I still remember the previous election. I was one of the Sandinistas who thought that things would be different once the FSLN came back into power, despite the “pacto” and the party’s support for the penalization of therapeutic abortion. I trusted the FSLN and believed that Sandinismo was only developing different strategies to get back into power. Once in office, I believed they would govern differently, with a leftist view and with a vision of equality and social justice.
I was born in 1983, during the Sandinista Revolution and “the most difficult moments of the war,” according to my mother. The decades of the ‘80s and ‘90s were fundamental to the development of my way of thinking, my principles and my convictions.
I come from a Sandinista family. My maternal grandparents, who were hugely influential in my life, were great Sandinistas. They where honorable, dedicated and involved in social projects in the community, working with health and education brigades.

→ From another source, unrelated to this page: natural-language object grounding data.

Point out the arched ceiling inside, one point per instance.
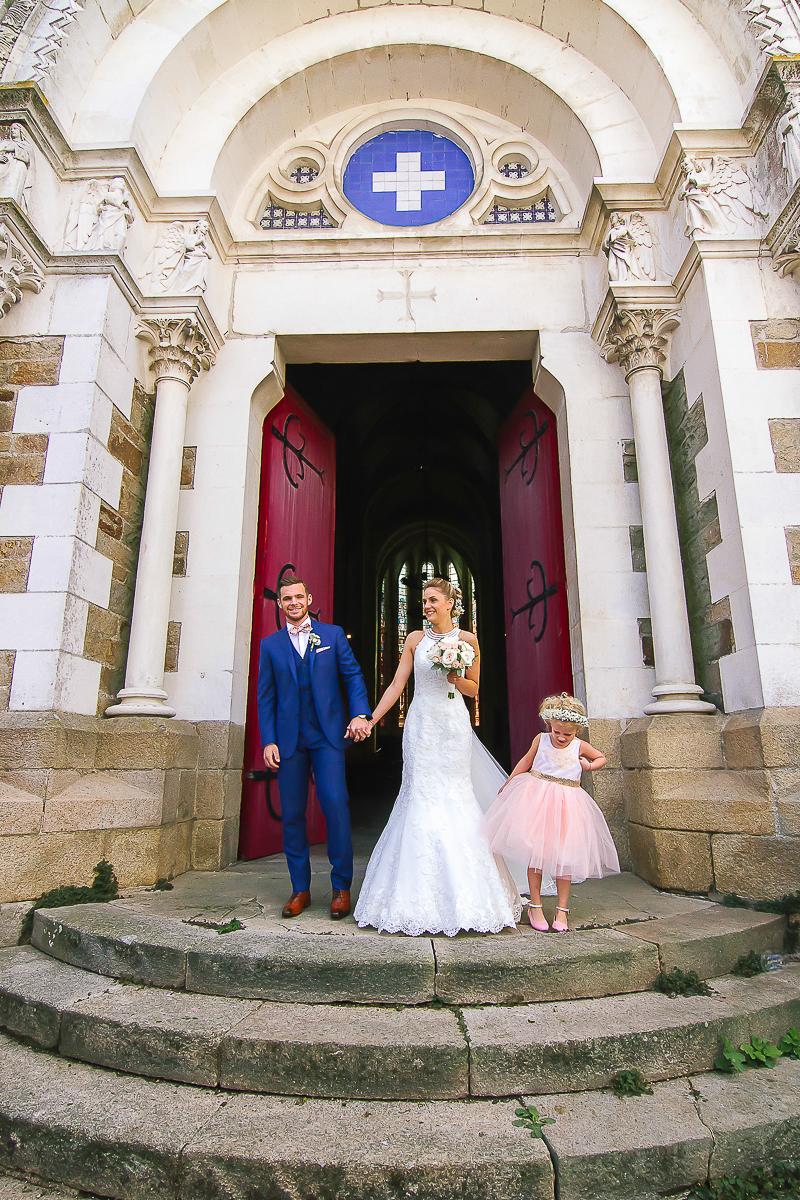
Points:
(627, 70)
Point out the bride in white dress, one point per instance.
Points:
(432, 870)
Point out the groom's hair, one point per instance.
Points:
(292, 581)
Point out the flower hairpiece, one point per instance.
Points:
(569, 715)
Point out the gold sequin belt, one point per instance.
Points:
(554, 779)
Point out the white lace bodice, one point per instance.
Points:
(559, 763)
(432, 870)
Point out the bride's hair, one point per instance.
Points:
(450, 592)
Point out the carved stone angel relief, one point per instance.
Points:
(630, 249)
(16, 165)
(181, 258)
(101, 219)
(720, 197)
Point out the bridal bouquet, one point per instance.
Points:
(452, 655)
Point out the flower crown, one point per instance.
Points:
(569, 715)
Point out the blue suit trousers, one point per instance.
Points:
(331, 790)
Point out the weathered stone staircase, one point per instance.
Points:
(146, 1057)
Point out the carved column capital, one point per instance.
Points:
(636, 335)
(785, 239)
(18, 271)
(179, 347)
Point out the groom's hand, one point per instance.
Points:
(271, 757)
(358, 729)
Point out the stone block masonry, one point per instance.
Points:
(118, 539)
(776, 343)
(698, 525)
(154, 797)
(711, 802)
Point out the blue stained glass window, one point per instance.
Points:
(408, 178)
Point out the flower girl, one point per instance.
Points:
(545, 819)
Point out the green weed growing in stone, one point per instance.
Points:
(631, 1083)
(749, 965)
(789, 1044)
(780, 1180)
(220, 927)
(103, 888)
(759, 1053)
(530, 1119)
(681, 983)
(756, 1053)
(729, 1060)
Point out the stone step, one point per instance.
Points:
(136, 1139)
(356, 966)
(12, 1188)
(368, 1051)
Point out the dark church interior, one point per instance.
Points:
(416, 496)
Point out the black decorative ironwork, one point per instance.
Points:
(525, 214)
(274, 593)
(529, 445)
(515, 169)
(539, 594)
(276, 216)
(304, 174)
(296, 451)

My parents, too, supported these efforts and Sandinista values. And it was in this environment that I, along with my sisters, was born and raised.
In my house I learned about the importance of making commitments to others, about equality and justice above all. I learned to respect the rights of others, especially the autonomy of women. I learned about liberation theology and learned to recognize our indigenous and afro-descendent roots. I learned to respect diversity. To me, this was being a revolutionary, a leftist, a Sandinista.
Now I have to make a distinction and say: “I am a Sandinista, not a Danielista.” I distance myself from the party because I no longer identify with the FSLN of today, nor its leadership.
I have friends who have decided to vote against the FSLN, others in favor of the candidate they consider the lesser of two evils, and others who think Daniel Ortega is the ideal candidate. Others say they are going to vote for the PLI/MRS alliance because they are Sandinistas, but as Frei Beto said, “It makes my skin crawl to see someone who says they’re from the left but an ally of the right.” For me, this is especially true considering the fundamentalist positions of the PLI/MRS presidential candidate.
Today, I don’t see any difference between the alleged left and the traditional right in Nicaragua. The parties have no social agenda, they only use populist posturing to win votes. None of the parties defend the rights of women. All of them have allied with the Catholic Church and evangelical fundamentalists. All of them are worried about their international images and the importance of maintaining macroeconomic stability and good relations with the World Bank and International Monetary Fund.
While economic stability and growth are a good thing after the economic collapse of the 80s, the Sandinistas’ obsession with macroeconomic indicators have made them no different than the neoliberal parties they used to criticize for doing the same thing. And worse yet, they appear to be abandoning their revolutionary convictions and adopting the right’s social positions and prejudices as well.
This has left me without options in this corrupted electoral process and makes me think there is no reason to vote.
The institutionalism of our country has been dragged through the mud; there is no confidence in our government institutions. We have resigned ourselves to having de facto magistrates and judges, and a president who is running for reelection unconstitutionally. We have a country where rapists go free and women are re-victimized. The list goes on.
Given the situation, I am glad I won’t be in Nicaragua tomorrow. I don’t want to participate in an illegitimate election and have to feel guilty for voting for a candidate who is corrupt and fundamentalist.
Cecilia Espinoza is a Nicaraguan and a feminist social worker with postgraduate studies in gender, development and evaluation of public policy.